I know you want this to be true given your stated disatisfication with the current state of attention deficit medication, and I know that arguing about statistics seems pointless, but this is n=40 (21 test 19 control). No matter how good your p-values are or how many different tests you run, there's just nothing to take away from this right now.
That is not to say its worthless. If there are a number of repeated similar trials by different researchers and this study is combined with those in a larger meta-study that continue to show significant results, then it could end up being a very important study to look back on.
But right now its just 40 people eating refined turmeric and taking memory tests...
Yeah, I'm aware of my own bias. But maybe I phrased myself badly: it's not that I think that arguing about statistics is pointless, it's that this discussion often feels like it becomes disconnected from the paper at hand.
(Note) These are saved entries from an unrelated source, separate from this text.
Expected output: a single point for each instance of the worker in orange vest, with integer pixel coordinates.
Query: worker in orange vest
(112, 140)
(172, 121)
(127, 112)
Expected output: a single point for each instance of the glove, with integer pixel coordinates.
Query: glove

The replies to my complaint are nice counterexamples of that, though.
Most discussions about research findings are like that and HN is probably no exception. :-)
"The sample size is too small" or "they didn't control for [x] effect" are the sort of gut armchair comments people make offhand, knowing it probably applies to any study if you get challenged. I assume that's the sentiment you reacted to and I agree it can be frustrating.
All things equal, you'd expect confidence intervals / credible regions to be very large.
Another way to say this, is that since the measurement error is large, you expect spurious findings that result from something like p-hacking to be large (they have to be to be significant).